По счастливому наитию, а может, раненная острой болью, она замолчала, оборвала свои рассуждения, бросилась ничком в траву.

Так и лежали они рядом. Томаш дышал терпким травяным духом, прижавшись лицом к груди Дарины. Забылись на время — из этого забытья у Томаша вынырнуло на поверхность: Дарина еще какая-то закостенелая, ее судорога сводит. Девочка! Никто ее еще не касался, никто ее не гладил, потому и грудки у нее такие маленькие, неразвитые. Замкнулось и тело — и не умеет она проявить себя… Это его трогало.

Он сел. Было ему очень грустно. Вот лежит возле него эта девушка, сводит ее судорога, не понимают они друг друга. Отгородились один от другого. Дарина забилась. Ах, горько-горько заплакала она о том же: какими чужими могут быть двое, зачем только избрали друг друга!

Томаш утешал ее. А судорога била ее еще сильнее. Томаш сорвал травинку, травинкой стал гладить ее по обнаженной руке. От прикосновения травинки Дарина утихла. Подняла голову, потом села рядом.

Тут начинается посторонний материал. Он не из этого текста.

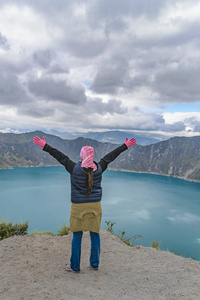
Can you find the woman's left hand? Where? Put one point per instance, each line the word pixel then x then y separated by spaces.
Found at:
pixel 39 142
pixel 130 142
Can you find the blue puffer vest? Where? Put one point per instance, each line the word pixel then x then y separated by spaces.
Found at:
pixel 79 185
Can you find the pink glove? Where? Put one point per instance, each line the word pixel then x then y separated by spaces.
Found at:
pixel 39 142
pixel 130 142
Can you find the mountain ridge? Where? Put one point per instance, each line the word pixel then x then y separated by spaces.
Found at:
pixel 178 156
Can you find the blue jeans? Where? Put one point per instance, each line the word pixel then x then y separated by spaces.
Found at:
pixel 76 250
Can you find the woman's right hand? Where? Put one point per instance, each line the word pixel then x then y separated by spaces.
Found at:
pixel 39 142
pixel 130 142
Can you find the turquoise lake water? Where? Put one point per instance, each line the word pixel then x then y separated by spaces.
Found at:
pixel 159 208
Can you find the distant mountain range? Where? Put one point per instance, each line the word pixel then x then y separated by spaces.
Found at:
pixel 116 137
pixel 178 156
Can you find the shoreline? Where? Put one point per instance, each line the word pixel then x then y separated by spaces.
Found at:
pixel 110 169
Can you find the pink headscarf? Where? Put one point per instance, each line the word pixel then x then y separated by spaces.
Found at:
pixel 87 155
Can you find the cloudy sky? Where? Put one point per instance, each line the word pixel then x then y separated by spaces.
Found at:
pixel 81 65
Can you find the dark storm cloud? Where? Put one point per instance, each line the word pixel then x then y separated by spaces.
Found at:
pixel 112 106
pixel 177 126
pixel 57 69
pixel 102 11
pixel 193 123
pixel 12 92
pixel 178 84
pixel 61 90
pixel 3 42
pixel 43 58
pixel 84 46
pixel 35 110
pixel 110 77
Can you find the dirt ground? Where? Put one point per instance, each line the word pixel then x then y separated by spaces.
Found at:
pixel 33 267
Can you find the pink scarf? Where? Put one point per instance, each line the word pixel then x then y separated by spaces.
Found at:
pixel 87 155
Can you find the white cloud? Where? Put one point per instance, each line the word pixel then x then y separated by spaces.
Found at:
pixel 89 65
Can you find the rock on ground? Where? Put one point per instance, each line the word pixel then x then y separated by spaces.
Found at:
pixel 33 267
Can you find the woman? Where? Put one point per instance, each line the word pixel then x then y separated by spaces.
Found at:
pixel 86 193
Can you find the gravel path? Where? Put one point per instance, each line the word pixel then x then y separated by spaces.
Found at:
pixel 33 267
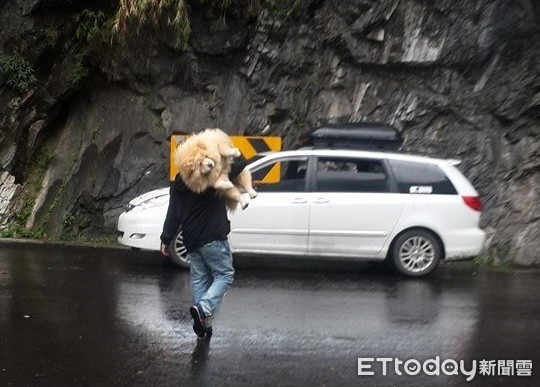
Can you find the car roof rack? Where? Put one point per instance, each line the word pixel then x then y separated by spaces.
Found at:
pixel 359 135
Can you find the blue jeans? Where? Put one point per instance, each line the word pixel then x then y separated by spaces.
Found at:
pixel 212 274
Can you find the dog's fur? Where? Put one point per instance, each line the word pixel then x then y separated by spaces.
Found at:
pixel 204 160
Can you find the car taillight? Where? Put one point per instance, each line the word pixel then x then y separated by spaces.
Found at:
pixel 473 202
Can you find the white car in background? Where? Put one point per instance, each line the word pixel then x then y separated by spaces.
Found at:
pixel 340 204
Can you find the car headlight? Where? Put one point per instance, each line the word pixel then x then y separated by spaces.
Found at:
pixel 149 203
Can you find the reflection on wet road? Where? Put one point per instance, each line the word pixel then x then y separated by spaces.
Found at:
pixel 85 317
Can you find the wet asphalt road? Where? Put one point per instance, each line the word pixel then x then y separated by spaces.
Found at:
pixel 102 317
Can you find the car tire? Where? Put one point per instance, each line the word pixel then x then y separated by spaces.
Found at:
pixel 416 253
pixel 178 252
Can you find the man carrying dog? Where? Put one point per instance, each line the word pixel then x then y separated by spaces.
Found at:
pixel 205 227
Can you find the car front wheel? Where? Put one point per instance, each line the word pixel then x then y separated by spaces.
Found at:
pixel 178 252
pixel 416 253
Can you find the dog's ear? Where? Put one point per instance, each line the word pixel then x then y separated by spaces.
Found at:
pixel 190 168
pixel 201 145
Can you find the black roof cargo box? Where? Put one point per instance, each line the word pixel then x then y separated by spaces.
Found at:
pixel 361 135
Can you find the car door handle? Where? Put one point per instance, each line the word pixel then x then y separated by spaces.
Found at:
pixel 321 201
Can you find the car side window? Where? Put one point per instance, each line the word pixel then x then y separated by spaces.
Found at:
pixel 284 175
pixel 421 178
pixel 351 175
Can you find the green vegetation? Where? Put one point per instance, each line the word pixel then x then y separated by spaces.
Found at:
pixel 17 72
pixel 283 8
pixel 79 71
pixel 152 12
pixel 67 228
pixel 16 228
pixel 139 13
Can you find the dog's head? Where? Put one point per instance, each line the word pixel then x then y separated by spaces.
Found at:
pixel 198 162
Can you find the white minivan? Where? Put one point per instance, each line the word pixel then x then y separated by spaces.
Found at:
pixel 340 204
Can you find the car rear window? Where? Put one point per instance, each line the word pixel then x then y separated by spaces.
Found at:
pixel 350 175
pixel 421 178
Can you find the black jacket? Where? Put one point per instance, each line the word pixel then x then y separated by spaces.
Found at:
pixel 203 217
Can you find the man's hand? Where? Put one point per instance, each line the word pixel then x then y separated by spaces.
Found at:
pixel 165 250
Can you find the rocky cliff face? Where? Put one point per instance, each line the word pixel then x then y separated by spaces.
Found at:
pixel 458 78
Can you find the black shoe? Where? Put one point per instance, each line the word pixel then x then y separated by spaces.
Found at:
pixel 199 326
pixel 207 334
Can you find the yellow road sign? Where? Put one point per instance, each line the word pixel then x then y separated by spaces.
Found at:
pixel 249 146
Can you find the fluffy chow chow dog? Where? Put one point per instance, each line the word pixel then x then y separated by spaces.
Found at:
pixel 204 160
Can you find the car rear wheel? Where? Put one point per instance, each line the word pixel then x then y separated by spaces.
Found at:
pixel 416 253
pixel 178 252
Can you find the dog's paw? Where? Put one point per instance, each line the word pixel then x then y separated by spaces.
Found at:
pixel 223 185
pixel 234 152
pixel 244 201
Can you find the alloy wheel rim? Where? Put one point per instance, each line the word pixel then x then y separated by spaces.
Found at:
pixel 416 254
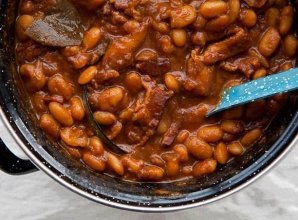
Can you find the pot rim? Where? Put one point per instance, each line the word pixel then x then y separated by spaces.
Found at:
pixel 114 204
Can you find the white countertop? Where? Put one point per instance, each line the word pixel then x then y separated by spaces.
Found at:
pixel 36 196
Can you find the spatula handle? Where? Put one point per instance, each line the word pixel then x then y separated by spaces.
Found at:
pixel 258 89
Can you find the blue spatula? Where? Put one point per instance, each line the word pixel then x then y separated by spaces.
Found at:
pixel 257 89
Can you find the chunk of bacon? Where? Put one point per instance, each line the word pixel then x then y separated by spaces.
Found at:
pixel 239 42
pixel 120 52
pixel 200 78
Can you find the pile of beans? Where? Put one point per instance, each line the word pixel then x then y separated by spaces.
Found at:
pixel 164 68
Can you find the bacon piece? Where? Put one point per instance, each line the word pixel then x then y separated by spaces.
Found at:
pixel 237 43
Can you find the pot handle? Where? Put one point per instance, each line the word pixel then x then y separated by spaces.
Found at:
pixel 11 164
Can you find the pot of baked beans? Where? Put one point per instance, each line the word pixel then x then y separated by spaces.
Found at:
pixel 109 97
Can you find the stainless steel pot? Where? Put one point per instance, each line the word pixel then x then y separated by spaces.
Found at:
pixel 112 191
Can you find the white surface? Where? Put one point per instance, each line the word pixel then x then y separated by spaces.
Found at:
pixel 36 196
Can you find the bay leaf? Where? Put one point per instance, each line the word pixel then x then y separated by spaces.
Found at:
pixel 62 26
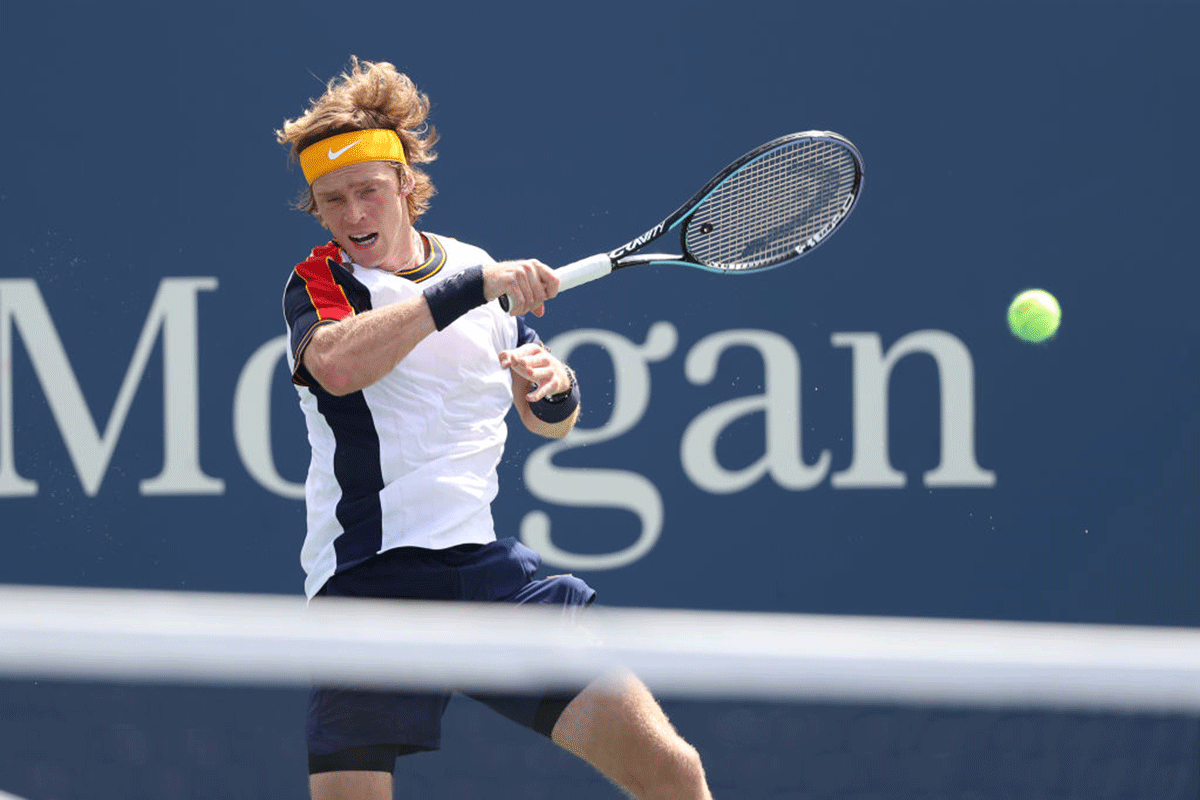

— Томаш, если бы ты знал, как мне грустно, — заговорила она. — Понимаешь, он тоже вот так гладил меня травинкой. Знаешь… Не смейся надо мной, я такая дурочка, все плачу. Ты обо мне ничего не знаешь.

И она рассказала. Школьницей была она влюблена. Учились вместе, и в институт вместе пошли. Он заболел чахоткой и умер. Один только раз пытался он ее поцеловать — вот как Томаш сегодня — и потом гладил ее травинкой. Самое большее, на что они решались — это ходить под руку.